6. Be humble. – If people know that you don’t know it all, they tend to cut you a little more slack. If you are condescending and treat people like garbage because they don’t know the difference between a “routed” protocol and a “routing” protocol, they will be very unforgiving of your mistakes. Remember, there is no way possible you can know it all. There are people out there who know far more than you do. Sometimes they are in the same room as you. If you save the day and score a touchdown, good job. You don’t have to do the happy dance in front of everyone if you figure out what caused that routing loop. Your actions will speak for themselves. On the other hand, if you storm into the room demanding people shut up and watch you perform, you better get it right. If you don’t, your stock just went down and at some point, you’ll be looking for work elsewhere.
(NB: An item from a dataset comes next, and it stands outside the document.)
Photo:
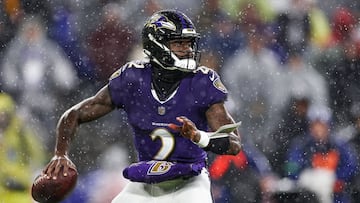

Ask any athlete how hard they have to work in order to get to their peak performance level and you’ll no doubt hear a recurring answer. You will find that it took a lot of time and effort to get there. There are no short cuts. When the wide receiver catches the ball and runs 80 yards to the end zone for a touch down, you can bet he ran sprints hundreds of times in the months prior. When the quarterback throws the ball for 50 yards and drops it right on the chest of the wide receiver, you can bet he threw that same pass hundreds of times in the months prior. When the defensive end wraps his arms around the running back and slams him to the ground, you can bet he practiced on a tackling dummy hundreds of times in the months prior. The examples go on and on. Peak performance takes time and effort. You practice and refine your skills for what is usually a short performance. Sometimes the performance extends over a couple of days or weeks, but generally issues get diagnosed and resolved in a relatively short time. How you prepare will determine the outcome. If you take shortcuts, expect poor results. If you put in the effort to perform well, good things will come your way. Granted, you probably won’t get a multi-million dollar contract with company X, but how many football players do you know who understand cool stuff like policy routing and VRF’s? Oh, and being able to fix problems on the network quickly leaves you more time to play World of Warcraft.